The canonicity (if it's not a word - it is now!) of the RPG books are... complicated.
In my mind, we have to chop them up in a couple of parts.
First, YS.
I'd go out on a limb and say No. Relatively Canon-fitting, but not canon. If nothing else because the Billy writing the book is clued in to a degree at least an order of magnitude higher than canon Billy becomes in TC, which is later in the timeline than YS. He has also never been shown Bob, and I doubt Harry would. So all the little quips, the explanations of how things work, etc may or may not be specifically JB approved.
My verdict: Non-canonical.
Second, OW.
This gets a lot more complicated.
The short story, "AAAA Wizardry", is straight up written by JB. Ergo, just as much canon as the other short stories.*
Ch 1-3: Old World Order, What Goes Bump and Who's Who. These (or parts of them at least) are used as reference material by JB when he's writing the novels. He has stated as much in several interviews. This puts them in a sort of semi-canonical state in my mind, since JB clearly considers them good enough to inform his own work.
Ch 4: Occult Chicago. Since I don't know much about Chicago, I don't know, but I get the feeling that this is actually a lot more Real World RPG'd than Dresden Canon.
And as with YS - the various IC quips? Non-canonical on the same grounds as YS.
My verdict: Mixed bag.
Third, PP.
This may need separation like OW did, but on the whole, I think this is back solidly into non-canon.
I don't know if JB uses the updated Who's Who like he does the original from OW, but that is probably the most canonical in the book.
The five "locales" are probably not to be considered canon, given that some of them takes approaches that are... Not contradictory, but... A bit odd in relation to the novels.

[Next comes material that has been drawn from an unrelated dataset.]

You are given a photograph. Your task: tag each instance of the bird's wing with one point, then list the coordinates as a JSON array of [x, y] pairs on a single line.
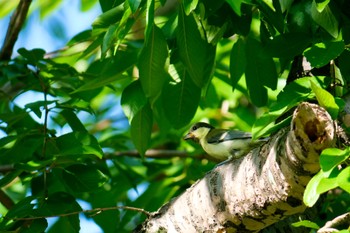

The immense spread of magical ability of some sort in the Neverglades, the exchanges between Eben and Simon in the Russian Revolution chapter**, etc.
My verdict: Non-canonical.
* I am almost 100% certain that this is the full extent of what JB has written specifically for the RPG. I'm completely uninformed on how writing credits work, but a quick flip through YS showed at least one case of exact quoting from the books, and not specifically as a quote - there's a phone-book ad with the full text just as in the novels. I'd think that'd be enough for a writing credit in YS.
** I can't recall any WC prohibition against political involvement. The Council as a body does not take sides, but I haven't seen any problems with individual members being involved; as long as they don't break any laws and clean up their own mess, I don't see the Council intervening. On a lower level, but the same principle, individuals fight wars on whatever side they feel loyalty to - Morgan fought for the UK in WWI, while Eben, Langtry and presumably LtW were all active in the French and Indian War. The strongest indicator of a prohibition that I can recall is LtW's non-involvement when his tribe was killed.